Scarpa da running e piastra in fibra di carbonio

Un amico podista mi chiede come mai le scarpe da running ultima generazione costano così tanto. Gli ho risposto perché hanno la piastra in fibra di carbonio nell’intersuola. Mi è parso soddisfatto della risposta, anche se, come sospettavo, ha continuato a brontolare sottovoce circa l’ultimo e spropositato aumento delle scarpette da running, vero “motore” della sua domanda. Per cercare di “consolarlo”, gli ho detto che è il destino della tecnologia applicata allo sport, anzi, della tecnologia applicata alla vita, visto che tutti i settori della nostra civiltà risentono, inevitabilmente e giustamente, delle trasformazioni scientifiche che si applicano in concreto alle nostre esistenze, sport compreso. Basti osservare le scarpette da running che usavamo negli anni 80, allorché esplose il fenomeno podistico, rispetto alle ultime che usiamo: c’è un abisso.

Ma, in concreto, cos’è che rende necessario lo sviluppo tecnico della calzatura? E’ sempre la solita storia: la ricerca del miglioramento della performance sportiva. Nel caso specifico, cerchiamo di scendere un po’ nel dettaglio.

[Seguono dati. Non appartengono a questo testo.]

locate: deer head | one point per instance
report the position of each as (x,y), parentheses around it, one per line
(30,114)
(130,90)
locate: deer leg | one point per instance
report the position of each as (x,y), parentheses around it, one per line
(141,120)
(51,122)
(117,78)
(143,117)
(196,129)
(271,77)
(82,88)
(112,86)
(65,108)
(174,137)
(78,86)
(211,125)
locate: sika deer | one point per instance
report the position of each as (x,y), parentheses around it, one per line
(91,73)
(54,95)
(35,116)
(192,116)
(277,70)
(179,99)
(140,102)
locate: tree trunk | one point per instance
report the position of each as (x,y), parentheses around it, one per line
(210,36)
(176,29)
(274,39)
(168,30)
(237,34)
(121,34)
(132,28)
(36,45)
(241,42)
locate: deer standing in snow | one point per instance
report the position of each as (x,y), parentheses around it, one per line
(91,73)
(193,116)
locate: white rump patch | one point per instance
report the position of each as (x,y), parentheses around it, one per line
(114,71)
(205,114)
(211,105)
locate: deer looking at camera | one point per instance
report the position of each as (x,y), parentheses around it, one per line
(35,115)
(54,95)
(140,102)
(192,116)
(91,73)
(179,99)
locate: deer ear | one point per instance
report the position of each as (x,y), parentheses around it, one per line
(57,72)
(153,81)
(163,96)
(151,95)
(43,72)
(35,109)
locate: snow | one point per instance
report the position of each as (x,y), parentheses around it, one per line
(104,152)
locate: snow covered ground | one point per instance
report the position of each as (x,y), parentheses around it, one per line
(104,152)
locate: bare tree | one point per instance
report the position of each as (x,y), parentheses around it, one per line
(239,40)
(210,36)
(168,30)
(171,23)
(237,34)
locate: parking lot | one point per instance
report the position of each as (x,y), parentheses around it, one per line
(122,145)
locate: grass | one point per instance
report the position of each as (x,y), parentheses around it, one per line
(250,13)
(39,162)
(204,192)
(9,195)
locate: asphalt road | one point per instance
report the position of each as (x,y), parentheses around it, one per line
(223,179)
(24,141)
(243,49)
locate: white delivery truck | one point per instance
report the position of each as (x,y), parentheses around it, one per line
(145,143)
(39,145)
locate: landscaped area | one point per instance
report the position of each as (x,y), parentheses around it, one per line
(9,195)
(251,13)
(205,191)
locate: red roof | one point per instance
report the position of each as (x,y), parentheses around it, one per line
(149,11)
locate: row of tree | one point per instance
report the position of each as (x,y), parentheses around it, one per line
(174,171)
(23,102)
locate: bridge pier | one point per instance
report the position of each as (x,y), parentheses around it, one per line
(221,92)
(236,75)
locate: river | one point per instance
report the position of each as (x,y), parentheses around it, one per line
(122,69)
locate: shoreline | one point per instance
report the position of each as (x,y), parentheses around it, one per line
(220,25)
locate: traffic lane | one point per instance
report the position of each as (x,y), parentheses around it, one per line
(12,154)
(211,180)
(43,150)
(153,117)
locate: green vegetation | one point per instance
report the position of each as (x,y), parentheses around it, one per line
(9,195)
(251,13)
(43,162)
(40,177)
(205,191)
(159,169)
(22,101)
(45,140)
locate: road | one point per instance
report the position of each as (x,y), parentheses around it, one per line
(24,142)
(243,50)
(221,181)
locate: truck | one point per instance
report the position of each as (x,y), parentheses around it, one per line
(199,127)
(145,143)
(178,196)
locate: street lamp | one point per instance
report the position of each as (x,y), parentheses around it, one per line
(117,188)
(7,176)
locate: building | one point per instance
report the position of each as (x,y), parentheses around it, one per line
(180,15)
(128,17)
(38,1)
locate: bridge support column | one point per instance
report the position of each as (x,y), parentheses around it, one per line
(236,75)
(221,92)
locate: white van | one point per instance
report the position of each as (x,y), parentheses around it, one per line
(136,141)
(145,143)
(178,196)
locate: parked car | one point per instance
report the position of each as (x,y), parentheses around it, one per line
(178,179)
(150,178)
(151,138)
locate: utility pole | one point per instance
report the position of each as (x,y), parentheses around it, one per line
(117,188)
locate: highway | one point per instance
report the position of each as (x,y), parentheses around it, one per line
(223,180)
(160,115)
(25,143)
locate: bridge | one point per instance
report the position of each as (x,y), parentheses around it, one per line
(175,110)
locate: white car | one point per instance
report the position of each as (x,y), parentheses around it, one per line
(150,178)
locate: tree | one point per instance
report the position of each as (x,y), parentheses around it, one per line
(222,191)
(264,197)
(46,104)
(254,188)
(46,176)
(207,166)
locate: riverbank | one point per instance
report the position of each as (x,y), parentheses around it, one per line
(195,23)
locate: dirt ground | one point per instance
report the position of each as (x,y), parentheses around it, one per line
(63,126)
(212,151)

In una scarpa da running la mescola dell’intersuola ha il preciso compito di dirigere l’energia dell’impatto, ma poiché il materiale da cui è costituita la indirizza in svariate direzioni, di fatto disperdendola, se ne ricava un dispendio di energia, non realizzandosi il ritorno di energia nella cosiddetta fase di spinta. Invece, con la piastra in fibra di carbonio, tutto ciò non si verifica e pertanto si ottiene un ottimale ritorno di energia nella fase di spinta, rapportabile ad un guadagno in termini di secondi al km abbastanza consistente, nell’ordine di 5-6” al km. Inoltre, c’è anche da considerare un altro aspetto. La rigidità della falcata del podista contribuisce a rendere il suo gesto più economico, consentendo alle articolazioni del piede di mantenere un assetto più rigido senza ulteriori dispersioni dovute allo sballottamento delle dita inevitabili in una sede meno stabile e controllata. Ovviamente, il tutto si traduce non soltanto nel gesto tecnico più veloce, ma anche in quello più utile dal punto di vista dell’affaticamento muscolare.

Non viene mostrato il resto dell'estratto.